THE FOUNTAINS, FOUNTAIN'S SISTERS

Maggie: "It's Mr. Fountain's sisters just telephoned up."

Mrs. Fountain: "Have them come up at once, Maggie, of course." As Maggie goes out: "Another interruption! If it's going to keep on like this! Shouldn't you have thought they might have sent their presents?"

Fountain: "I thought something like it in Frank's case; but I didn't say it."

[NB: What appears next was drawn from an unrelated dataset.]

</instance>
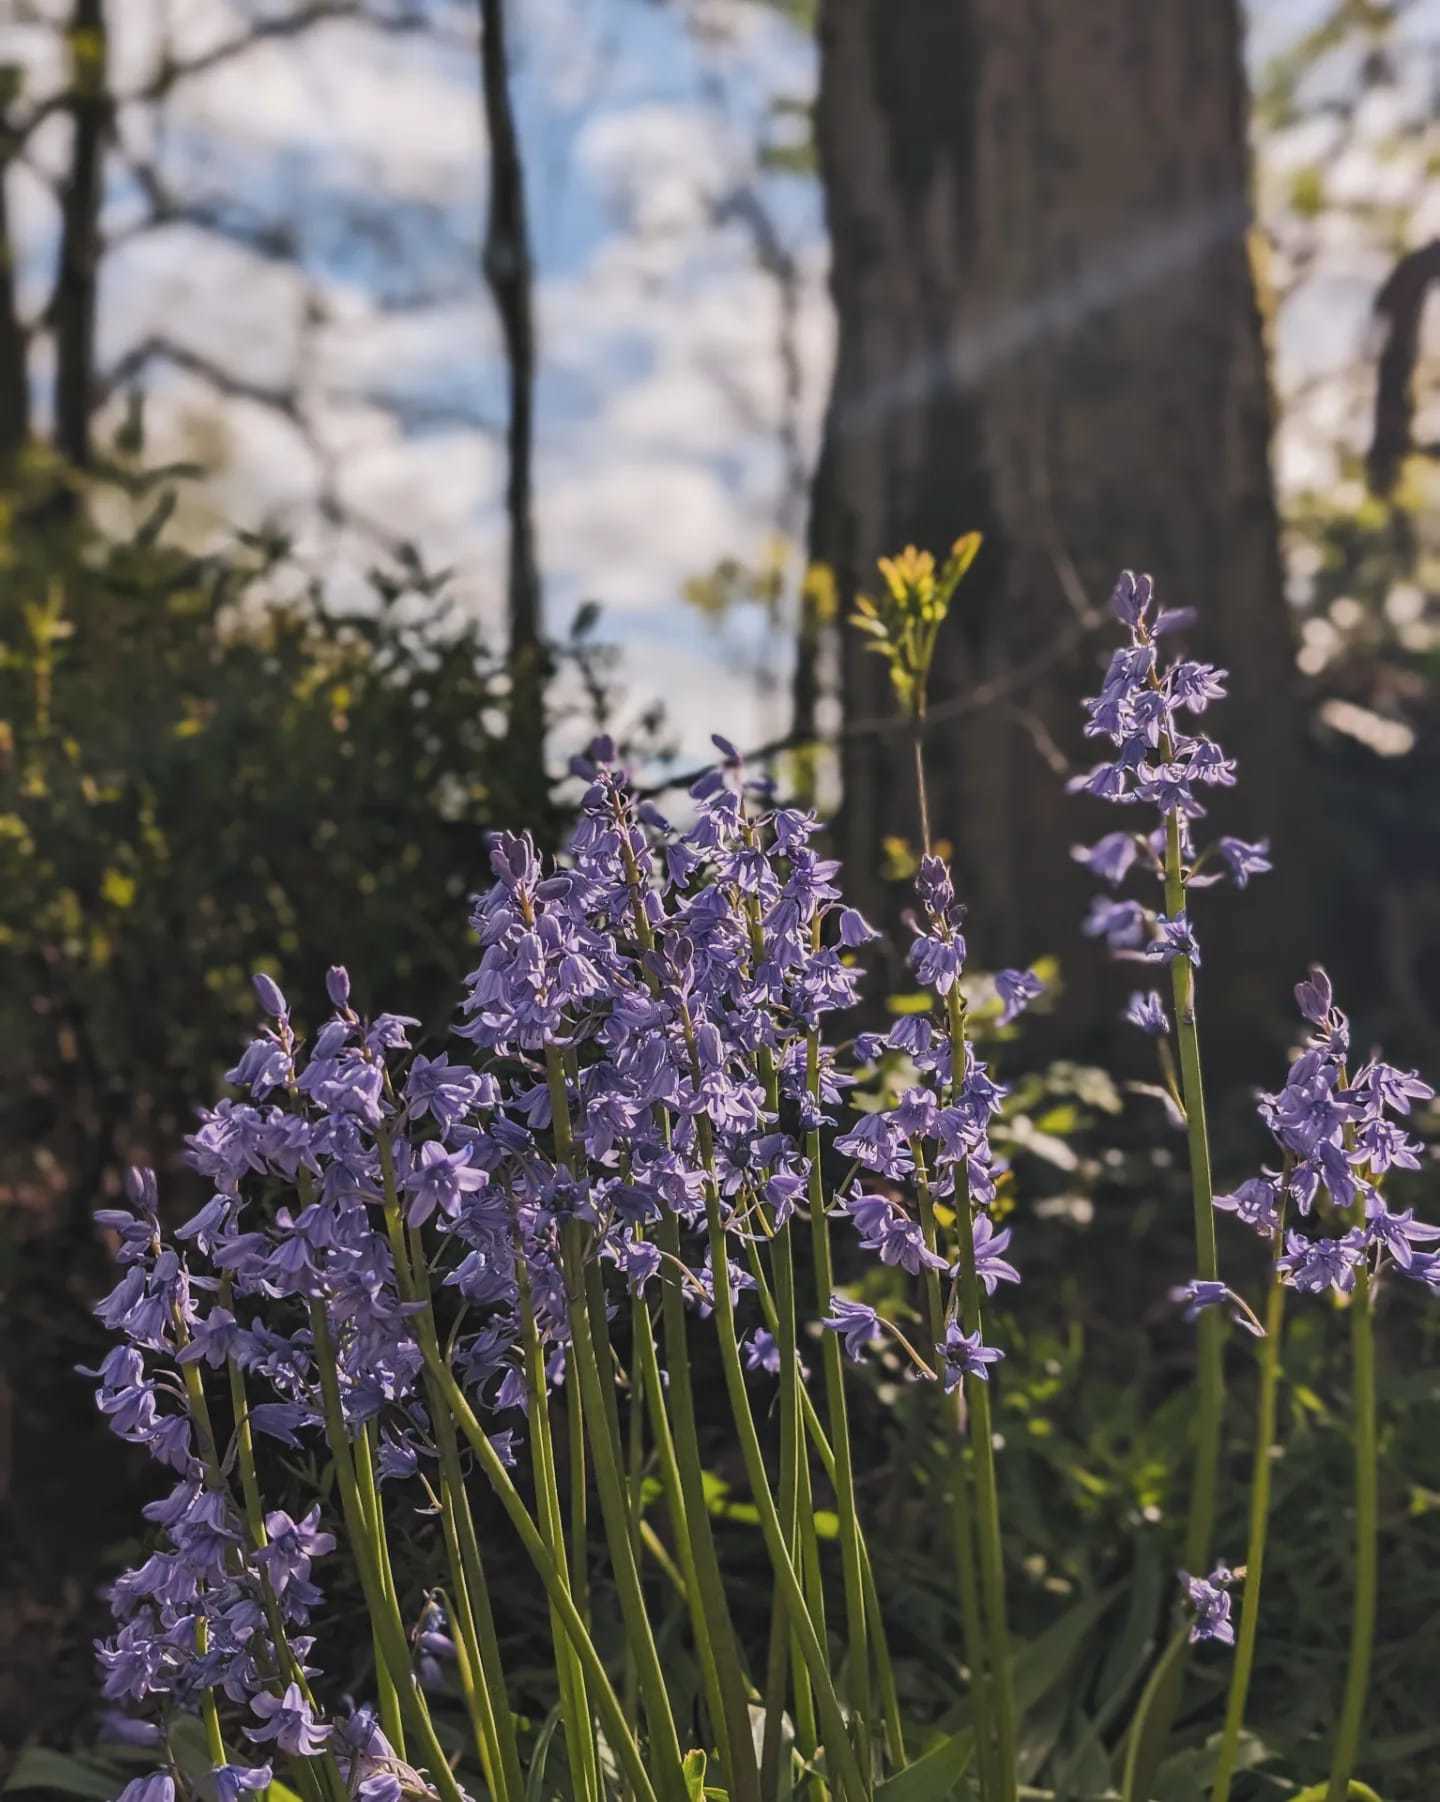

Mrs. Fountain: "And I don't know why I say it, now. It's because I'm so tired I don't know what I am saying. Do forgive me! It's this terrible Christmas spirit that gets into me. But now you'll see how nice I can be to them." At a tap on the door: "Come in! Come in! Don't mind our being in all this mess. So darling of you to come! You can help cheer Clarence up; you know his Christmas Eve dumps." She runs to them and clasps them in her arms with several half-open packages dangling from her hands and contrasting their disarray with the neatness of their silk-ribboned and tissue-papered parcels which their embrace makes meet at her back. "Minnie! Aggie! To lug here, when you ought to be at home in bed dying of fatigue! But it's just like you, both of you. Did you ever see anything like the stores to-day? Do sit down, or swoon on the floor, or anything. Let me have those wretched bundles which are simply killing you." She looks at the different packages. "'For Benny from Grandpa.' 'For a good girl, from Susy's grandmother.' 'Jim, from Aunt Minnie and Aunt Aggie.' 'Lucy, with love from Aggie and Minnie.' And Clarence! What hearts you have got! Well, I always say there never were such thoughtful girls, and you always show such taste and such originality. I long to get at the things." She keeps fingering the large bundle marked with her husband's name. "Not—not—a—"

Minnie: "Yes, a bath-robe. Unless you give him a cigar-case it's about the only thing you can give a man."

Aggie: "Minnie thought of it and I chose it. Blue, because it's his color. Try it on, Clarence, and if it's too long—"

Mrs. Fountain: "Yes, do, dear! Let's see you with it on." While the girls are fussily opening the robe, she manages to push her brother's gift behind the door. Then, without looking round at her husband. "It isn't a bit too long. Just the very—" Looking: "Well, it can easily be taken up at the hem. I can do it to-morrow." She abandons him to his awkward isolation while she chatters on with his sisters. "Sit down; I insist! Don't think of going. Did you see that frightful pack of people when the cab horse fell down in front of Shumaker's?"

Minnie: "See it?"

Aggie: "We were in the midst of it! I wonder we ever got out alive. It's enough to make you wish never to see another Christmas as long as you live."